戻ろうと体を翻したその瞬間、さっきまで俺が向かおうとしていた方向の茂みから体を出してこっちに向かって手を振っていたのは、今の今まで探していた二人の影。左門と三之助は手を繋いでまるで俺の苦労なんか知りもしねぇみたいな笑顔で呑気にとことこ俺の元へ走ってきた。

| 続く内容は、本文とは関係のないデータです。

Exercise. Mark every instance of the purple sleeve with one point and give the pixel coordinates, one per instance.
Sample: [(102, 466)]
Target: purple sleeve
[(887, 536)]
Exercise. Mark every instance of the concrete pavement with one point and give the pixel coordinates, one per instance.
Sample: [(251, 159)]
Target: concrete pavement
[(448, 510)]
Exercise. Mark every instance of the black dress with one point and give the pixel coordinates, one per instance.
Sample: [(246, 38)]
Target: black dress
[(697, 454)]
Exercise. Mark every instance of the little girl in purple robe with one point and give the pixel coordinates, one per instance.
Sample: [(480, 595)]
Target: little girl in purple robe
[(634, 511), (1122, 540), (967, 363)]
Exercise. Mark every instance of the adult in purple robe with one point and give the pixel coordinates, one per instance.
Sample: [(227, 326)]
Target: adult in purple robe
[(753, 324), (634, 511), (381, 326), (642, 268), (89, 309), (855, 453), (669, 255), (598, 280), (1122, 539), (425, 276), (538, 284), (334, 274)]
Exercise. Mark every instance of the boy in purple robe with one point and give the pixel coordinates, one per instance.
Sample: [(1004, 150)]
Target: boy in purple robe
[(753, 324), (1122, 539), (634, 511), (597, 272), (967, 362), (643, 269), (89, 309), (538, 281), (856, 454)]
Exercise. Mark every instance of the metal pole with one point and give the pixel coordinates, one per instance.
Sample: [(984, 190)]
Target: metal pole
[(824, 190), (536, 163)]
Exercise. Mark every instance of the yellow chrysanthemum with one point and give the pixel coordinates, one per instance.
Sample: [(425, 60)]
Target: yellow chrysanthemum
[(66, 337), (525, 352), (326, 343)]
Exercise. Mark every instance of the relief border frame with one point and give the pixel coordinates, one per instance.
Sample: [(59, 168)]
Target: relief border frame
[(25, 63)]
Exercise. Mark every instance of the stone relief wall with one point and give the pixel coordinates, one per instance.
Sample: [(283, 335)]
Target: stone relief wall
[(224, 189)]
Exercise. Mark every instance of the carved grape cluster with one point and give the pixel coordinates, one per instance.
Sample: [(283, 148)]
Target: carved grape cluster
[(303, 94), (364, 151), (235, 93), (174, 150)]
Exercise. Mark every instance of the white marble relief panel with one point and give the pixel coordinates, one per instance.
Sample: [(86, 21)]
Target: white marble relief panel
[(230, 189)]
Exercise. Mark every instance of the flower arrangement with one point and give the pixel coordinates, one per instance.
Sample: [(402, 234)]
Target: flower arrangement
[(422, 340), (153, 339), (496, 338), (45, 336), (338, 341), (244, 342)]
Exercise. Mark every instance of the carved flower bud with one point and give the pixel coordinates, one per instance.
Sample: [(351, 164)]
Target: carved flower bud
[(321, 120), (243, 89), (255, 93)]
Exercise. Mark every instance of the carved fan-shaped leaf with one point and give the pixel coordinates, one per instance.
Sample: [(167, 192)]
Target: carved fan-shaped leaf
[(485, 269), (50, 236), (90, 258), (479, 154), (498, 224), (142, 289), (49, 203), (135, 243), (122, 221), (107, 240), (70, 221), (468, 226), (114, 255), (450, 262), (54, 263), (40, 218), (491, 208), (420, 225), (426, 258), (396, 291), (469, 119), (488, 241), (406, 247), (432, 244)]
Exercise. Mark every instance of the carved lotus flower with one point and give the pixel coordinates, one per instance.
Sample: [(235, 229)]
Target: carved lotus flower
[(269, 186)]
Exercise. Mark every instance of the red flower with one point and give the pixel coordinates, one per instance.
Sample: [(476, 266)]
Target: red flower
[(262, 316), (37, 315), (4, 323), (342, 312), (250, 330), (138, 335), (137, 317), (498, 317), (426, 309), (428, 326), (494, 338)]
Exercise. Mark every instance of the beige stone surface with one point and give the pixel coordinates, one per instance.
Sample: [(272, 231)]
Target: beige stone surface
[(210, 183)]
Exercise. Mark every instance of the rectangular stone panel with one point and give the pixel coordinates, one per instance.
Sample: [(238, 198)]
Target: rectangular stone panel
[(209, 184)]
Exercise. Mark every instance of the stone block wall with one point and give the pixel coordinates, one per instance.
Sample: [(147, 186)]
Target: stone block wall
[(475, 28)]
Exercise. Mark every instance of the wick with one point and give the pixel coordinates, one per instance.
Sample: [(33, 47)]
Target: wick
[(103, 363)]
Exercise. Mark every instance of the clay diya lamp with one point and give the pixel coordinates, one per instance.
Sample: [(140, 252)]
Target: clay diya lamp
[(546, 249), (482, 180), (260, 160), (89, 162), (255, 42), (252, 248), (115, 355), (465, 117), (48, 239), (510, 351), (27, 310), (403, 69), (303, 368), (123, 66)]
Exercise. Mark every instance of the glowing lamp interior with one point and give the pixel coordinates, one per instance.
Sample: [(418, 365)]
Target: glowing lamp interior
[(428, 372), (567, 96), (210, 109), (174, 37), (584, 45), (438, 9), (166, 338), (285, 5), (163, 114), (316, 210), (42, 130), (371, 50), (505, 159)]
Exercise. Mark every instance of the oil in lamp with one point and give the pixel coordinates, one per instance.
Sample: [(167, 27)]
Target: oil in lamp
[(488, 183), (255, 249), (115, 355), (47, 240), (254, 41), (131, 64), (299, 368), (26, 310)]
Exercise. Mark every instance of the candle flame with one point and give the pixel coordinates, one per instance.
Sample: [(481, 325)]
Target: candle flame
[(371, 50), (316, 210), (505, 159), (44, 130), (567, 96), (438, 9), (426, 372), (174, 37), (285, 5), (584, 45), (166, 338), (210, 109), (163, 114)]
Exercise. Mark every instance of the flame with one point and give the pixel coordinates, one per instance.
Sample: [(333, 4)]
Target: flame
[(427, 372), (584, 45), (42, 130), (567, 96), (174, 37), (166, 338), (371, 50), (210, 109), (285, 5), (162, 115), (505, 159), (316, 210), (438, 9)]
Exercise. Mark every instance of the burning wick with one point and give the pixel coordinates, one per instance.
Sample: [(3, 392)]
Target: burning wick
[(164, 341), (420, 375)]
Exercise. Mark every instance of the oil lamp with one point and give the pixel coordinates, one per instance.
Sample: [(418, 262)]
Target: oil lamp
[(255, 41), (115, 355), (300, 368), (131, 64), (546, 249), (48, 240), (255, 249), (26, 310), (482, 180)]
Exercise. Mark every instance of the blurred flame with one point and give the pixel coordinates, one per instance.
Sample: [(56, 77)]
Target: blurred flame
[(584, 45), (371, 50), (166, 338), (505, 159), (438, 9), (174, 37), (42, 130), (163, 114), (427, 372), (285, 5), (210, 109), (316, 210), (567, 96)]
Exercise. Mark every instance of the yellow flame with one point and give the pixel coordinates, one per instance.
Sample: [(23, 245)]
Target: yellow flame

「あー!じゃねぇんだよこの馬鹿畜生共!!今の今まで何処に行っていやがった!!」

「委員会に行こうと思ってた!」
「俺も委員会に行こうとしてたんだけど…」

「ぎゃぁぁあバカバカそっちじゃねぇ俺はこっちだ!よーし動くなてめぇら大人しくお縄につきやがれ!!」

目の前で話しているのに何故左右に別れて俺から離れるのか。目の前に俺がいんだろ!左右に分裂する馬鹿がどこにいんだよ!まず左門の腰にぐっと縄を結び付け、続いて俺の裾を掴んでいた三之助の腰にも縄を結びつけた。簡単に解けないかどうか確認し終えたので

「良し!もう委員会始まってんだ!学園に戻るぞ!!」

今一度、後ろへ振り向き学園への道を歩き始めようと思った、其の時、



「違うよ作兵衛、こっちだよ」

「そっちじゃないよ。こっちだよ」



「えっ、ちょ、うわっ!!!」


二人が、とんでもない力で逆の方向へ走り始めた。いきなりの事で体勢を崩したがなんとか持ち直し、二人の縄をぐいと引き戻したのだが、

「待て!学園はそっちじゃねぇ!こっちだっていってんだろ!!」

二人は一向に、俺の話に耳を傾けようとはしなかった。遠ざかる学園。進む森の道。段々道も暗くなって来て、此のままじゃ本当に、俺まで迷子になっちまう。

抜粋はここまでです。